2) Grouped analysis by season#
Xarray’s groupby()
functionality allows us to segment the dataset into different groups along given dimensions. Here, we use that to analyze seasonal velocity variability patterns:
seasons_gb = single_glacier_raster.groupby(single_glacier_raster.mid_date.dt.season).median()
# add attrs to gb object
seasons_gb.attrs = single_glacier_raster.attrs
# Reorder seasons
seasons_gb = seasons_gb.reindex({"season": ["DJF", "MAM", "JJA", "SON"]})
seasons_gb
<xarray.Dataset> Size: 95kB Dimensions: (x: 40, y: 37, season: 4) Coordinates: * x (x) float64 320B 7.843e+05 7.844e+05 ... 7.888e+05 7.889e+05 * y (y) float64 296B 3.316e+06 3.316e+06 ... 3.312e+06 3.311e+06 * season (season) <U3 48B 'DJF' 'MAM' 'JJA' 'SON' mapping int64 8B 0 spatial_ref int64 8B 0 Data variables: v (season, y, x) float32 24kB nan nan nan nan ... nan nan nan nan vx (season, y, x) float32 24kB nan nan nan nan ... nan nan nan nan vy (season, y, x) float32 24kB nan nan nan nan ... nan nan nan nan v_error (season, y, x) float32 24kB nan nan nan nan ... nan nan nan nan vy_error (season) float32 16B 8.2 4.8 4.2 9.1 vx_error (season) float32 16B 5.4 3.4 3.3 6.0 cov (season) float64 32B 0.0 0.0 0.0 0.0 Attributes: (12/19) Conventions: CF-1.8 GDAL_AREA_OR_POINT: Area author: ITS_LIVE, a NASA MEaSUREs project (its-live.j... autoRIFT_parameter_file: http://its-live-data.s3.amazonaws.com/autorif... datacube_software_version: 1.0 date_created: 25-Sep-2023 22:00:23 ... ... s3: s3://its-live-data/datacubes/v2/N30E090/ITS_L... skipped_granules: s3://its-live-data/datacubes/v2/N30E090/ITS_L... time_standard_img1: UTC time_standard_img2: UTC title: ITS_LIVE datacube of image pair velocities url: https://its-live-data.s3.amazonaws.com/datacu...

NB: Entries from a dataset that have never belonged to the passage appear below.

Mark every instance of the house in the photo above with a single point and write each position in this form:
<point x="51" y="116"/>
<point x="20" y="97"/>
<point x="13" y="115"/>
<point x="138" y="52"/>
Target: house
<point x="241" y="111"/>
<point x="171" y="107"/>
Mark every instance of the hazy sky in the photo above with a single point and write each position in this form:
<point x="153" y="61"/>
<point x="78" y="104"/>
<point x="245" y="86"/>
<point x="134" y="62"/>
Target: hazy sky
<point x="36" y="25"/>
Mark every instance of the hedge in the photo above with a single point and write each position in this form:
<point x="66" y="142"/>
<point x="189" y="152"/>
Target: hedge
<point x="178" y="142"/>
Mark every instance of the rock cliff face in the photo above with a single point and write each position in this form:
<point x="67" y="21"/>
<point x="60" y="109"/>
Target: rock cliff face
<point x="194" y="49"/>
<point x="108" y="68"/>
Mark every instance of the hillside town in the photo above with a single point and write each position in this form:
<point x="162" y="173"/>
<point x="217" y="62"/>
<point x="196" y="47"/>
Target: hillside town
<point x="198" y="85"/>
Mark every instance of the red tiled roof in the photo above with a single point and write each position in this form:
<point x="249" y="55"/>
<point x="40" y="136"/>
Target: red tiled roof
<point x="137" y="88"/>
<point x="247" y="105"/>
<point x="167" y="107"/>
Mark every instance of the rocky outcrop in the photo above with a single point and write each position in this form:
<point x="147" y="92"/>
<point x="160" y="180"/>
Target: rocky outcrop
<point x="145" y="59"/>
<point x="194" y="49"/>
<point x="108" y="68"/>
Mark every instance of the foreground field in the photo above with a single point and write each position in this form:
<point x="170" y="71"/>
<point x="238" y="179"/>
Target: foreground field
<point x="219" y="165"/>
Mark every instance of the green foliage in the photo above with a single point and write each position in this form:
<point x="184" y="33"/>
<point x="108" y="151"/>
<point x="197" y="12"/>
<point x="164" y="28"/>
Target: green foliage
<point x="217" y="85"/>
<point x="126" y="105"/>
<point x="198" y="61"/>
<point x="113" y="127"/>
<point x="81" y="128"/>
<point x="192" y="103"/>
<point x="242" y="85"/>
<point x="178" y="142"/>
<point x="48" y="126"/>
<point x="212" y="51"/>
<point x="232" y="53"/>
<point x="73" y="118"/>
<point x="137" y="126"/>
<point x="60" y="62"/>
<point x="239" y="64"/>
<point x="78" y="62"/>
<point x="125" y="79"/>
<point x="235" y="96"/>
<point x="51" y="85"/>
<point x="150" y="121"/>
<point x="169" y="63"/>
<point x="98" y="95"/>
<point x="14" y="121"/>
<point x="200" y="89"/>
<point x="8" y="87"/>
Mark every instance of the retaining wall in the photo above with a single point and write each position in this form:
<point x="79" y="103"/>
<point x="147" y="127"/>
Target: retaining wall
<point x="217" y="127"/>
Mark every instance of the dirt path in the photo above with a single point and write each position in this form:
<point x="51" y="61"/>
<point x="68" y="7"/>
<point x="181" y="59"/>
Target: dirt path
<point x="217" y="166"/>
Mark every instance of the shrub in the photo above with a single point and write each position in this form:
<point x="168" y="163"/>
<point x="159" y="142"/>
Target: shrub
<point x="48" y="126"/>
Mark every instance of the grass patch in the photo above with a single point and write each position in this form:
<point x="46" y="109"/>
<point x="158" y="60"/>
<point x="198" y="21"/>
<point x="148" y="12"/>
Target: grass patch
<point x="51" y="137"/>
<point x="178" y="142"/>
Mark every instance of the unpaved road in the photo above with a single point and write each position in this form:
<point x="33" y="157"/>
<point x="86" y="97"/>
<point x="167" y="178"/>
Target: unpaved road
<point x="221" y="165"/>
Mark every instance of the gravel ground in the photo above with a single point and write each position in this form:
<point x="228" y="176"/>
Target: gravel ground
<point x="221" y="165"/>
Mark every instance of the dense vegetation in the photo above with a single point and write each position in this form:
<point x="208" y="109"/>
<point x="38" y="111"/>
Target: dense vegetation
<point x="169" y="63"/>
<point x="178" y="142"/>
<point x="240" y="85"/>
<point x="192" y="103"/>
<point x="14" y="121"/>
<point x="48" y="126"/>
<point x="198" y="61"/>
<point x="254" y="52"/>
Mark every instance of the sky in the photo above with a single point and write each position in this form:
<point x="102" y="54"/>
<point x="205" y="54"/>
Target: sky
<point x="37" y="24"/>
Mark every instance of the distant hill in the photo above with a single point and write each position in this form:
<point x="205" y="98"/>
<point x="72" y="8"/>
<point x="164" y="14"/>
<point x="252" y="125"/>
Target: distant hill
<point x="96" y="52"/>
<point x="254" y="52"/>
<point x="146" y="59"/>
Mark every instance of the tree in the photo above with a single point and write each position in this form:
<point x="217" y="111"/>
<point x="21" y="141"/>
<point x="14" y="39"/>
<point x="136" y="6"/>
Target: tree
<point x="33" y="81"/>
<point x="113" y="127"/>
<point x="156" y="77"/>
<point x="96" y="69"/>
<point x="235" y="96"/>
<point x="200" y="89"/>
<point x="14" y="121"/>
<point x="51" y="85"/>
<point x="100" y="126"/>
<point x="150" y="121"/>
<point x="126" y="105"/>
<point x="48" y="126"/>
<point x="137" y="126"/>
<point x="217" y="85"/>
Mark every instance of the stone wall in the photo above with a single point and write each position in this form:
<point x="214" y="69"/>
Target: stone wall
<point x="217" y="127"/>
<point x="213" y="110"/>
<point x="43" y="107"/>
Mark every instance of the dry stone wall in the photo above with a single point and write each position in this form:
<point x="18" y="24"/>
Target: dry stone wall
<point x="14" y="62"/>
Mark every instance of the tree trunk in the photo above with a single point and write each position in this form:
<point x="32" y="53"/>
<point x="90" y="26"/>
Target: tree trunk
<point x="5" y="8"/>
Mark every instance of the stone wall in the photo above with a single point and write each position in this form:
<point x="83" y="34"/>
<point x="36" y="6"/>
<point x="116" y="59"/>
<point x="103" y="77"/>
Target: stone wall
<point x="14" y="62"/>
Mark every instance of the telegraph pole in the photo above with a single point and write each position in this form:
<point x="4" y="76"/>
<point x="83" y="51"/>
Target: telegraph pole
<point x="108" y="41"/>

This is cool; we’ve gone from our 3-d object with a very dense mid_date
dimension to a 3-d object where the temporal aspect of the data is represented by 4 seasons.

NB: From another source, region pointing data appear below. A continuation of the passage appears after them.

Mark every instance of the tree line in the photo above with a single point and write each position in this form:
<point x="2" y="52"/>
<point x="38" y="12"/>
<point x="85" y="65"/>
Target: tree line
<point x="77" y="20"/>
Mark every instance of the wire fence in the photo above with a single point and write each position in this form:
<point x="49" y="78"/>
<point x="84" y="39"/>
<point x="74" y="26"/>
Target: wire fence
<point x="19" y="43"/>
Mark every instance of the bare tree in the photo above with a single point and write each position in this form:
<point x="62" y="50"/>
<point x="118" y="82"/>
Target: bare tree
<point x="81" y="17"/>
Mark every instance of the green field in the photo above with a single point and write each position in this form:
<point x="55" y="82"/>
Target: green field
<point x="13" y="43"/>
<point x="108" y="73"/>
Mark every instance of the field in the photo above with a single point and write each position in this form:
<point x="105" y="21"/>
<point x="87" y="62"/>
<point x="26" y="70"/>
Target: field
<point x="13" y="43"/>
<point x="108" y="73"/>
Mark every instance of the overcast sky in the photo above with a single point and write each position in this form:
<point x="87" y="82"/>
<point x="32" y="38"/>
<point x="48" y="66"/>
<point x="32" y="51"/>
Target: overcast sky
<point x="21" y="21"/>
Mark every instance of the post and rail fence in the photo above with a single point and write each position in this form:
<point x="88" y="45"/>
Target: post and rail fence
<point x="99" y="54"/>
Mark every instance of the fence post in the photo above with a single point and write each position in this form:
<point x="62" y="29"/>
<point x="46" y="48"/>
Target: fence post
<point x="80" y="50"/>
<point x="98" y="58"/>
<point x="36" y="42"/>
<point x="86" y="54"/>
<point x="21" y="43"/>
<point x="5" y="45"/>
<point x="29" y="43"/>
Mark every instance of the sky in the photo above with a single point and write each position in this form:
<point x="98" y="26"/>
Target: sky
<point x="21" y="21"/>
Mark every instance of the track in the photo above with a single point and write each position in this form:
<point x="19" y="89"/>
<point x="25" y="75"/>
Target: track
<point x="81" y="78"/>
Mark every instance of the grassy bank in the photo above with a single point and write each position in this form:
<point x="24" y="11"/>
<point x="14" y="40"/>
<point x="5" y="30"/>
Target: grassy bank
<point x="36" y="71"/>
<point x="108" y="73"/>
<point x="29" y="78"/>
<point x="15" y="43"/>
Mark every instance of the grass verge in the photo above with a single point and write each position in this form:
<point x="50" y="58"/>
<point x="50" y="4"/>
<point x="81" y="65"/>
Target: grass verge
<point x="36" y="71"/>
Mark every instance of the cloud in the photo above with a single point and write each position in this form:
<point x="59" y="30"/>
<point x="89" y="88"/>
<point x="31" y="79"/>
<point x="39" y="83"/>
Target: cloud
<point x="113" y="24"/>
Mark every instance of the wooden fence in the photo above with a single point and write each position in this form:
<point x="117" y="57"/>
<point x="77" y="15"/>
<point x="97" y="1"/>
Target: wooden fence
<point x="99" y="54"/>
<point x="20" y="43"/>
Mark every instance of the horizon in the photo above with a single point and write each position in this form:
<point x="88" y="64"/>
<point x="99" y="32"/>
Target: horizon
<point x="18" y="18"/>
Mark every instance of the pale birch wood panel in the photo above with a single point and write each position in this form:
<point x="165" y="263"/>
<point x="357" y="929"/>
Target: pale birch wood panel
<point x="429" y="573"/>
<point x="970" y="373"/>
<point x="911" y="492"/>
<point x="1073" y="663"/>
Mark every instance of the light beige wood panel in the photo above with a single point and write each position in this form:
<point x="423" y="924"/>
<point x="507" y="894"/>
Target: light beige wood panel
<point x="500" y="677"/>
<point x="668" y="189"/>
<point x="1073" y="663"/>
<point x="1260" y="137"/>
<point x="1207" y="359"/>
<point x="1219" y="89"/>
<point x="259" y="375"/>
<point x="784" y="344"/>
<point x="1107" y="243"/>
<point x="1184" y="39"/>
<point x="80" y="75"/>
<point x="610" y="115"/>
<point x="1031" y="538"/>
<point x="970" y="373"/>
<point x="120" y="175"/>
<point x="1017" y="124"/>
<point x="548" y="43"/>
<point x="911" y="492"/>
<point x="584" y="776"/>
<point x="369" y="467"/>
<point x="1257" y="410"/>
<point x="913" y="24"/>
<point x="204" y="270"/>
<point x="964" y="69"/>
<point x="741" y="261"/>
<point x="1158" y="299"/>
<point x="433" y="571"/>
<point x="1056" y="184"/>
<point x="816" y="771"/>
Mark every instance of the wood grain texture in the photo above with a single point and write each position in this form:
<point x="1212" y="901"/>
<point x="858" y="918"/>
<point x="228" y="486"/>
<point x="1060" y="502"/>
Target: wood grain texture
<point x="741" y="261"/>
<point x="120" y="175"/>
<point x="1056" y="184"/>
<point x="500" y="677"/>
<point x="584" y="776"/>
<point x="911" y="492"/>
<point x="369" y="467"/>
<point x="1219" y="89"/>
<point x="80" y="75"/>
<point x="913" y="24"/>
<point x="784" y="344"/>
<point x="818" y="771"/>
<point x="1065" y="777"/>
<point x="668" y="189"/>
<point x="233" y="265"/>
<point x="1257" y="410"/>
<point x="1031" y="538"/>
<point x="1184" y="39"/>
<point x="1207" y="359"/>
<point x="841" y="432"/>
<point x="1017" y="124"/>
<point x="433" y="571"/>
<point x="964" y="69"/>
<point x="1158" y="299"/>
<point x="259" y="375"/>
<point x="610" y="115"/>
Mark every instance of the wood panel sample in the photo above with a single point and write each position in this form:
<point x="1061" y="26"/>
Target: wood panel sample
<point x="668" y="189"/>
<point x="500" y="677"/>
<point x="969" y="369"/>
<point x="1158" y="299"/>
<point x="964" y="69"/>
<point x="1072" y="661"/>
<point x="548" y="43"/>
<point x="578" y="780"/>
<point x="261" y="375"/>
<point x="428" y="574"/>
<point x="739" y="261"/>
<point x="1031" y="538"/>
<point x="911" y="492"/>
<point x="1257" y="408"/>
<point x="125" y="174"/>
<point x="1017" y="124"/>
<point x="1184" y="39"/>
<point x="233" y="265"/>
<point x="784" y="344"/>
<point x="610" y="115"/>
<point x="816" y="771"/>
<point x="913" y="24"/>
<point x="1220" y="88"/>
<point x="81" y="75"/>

In the above cell, we defined how we wanted to group our data (single_glacier_raster.mid_date.dt.season
) and the reduction we wanted to apply to each group (median()
). After the apply step, Xarray automatically combines the groups into a single object with a season
dimension.
If you’d like to see another example of this with more detailed explanations, go here.
# Calculate magnitude on seasonal groupby object
seasons_vmag = calc_v_magnitude(seasons_gb)
Use another FacetGrid
plot to visualize the seasons side-by-side:
fg = seasons_vmag.vmag.plot(col="season", cbar_kwargs={"label": "Meters / year"})
fg.fig.suptitle("Seasonal median velocity magnitude", fontsize=16, y=1.05)
fg.fig.supxlabel("X-coordinate of projection (meters)", fontsize=12, y=-0.05)
fg.fig.supylabel("Y-coordinate of projection (meters)", fontsize=12, x=-0.02)
for i in range(len(fg.axs[0])):
fg.axs[0][i].set_ylabel(None)
fg.axs[0][i].set_xlabel(None)
fg.axs[0][i].tick_params(axis="x", labelrotation=45)

From the above FacetGrid plot, it appears that some regions of the glacier are very active (show high velocities) throughout the entire year. In other areas, it appears that glacier flow may be much more seasonal.
Conclusion#
This was a primer in exploratory data analysis at the scale of an individual spatial area of interest (in this case, a glacier). The last notebook in this chapter will demonstrate exploratory analysis at a larger spatial scale.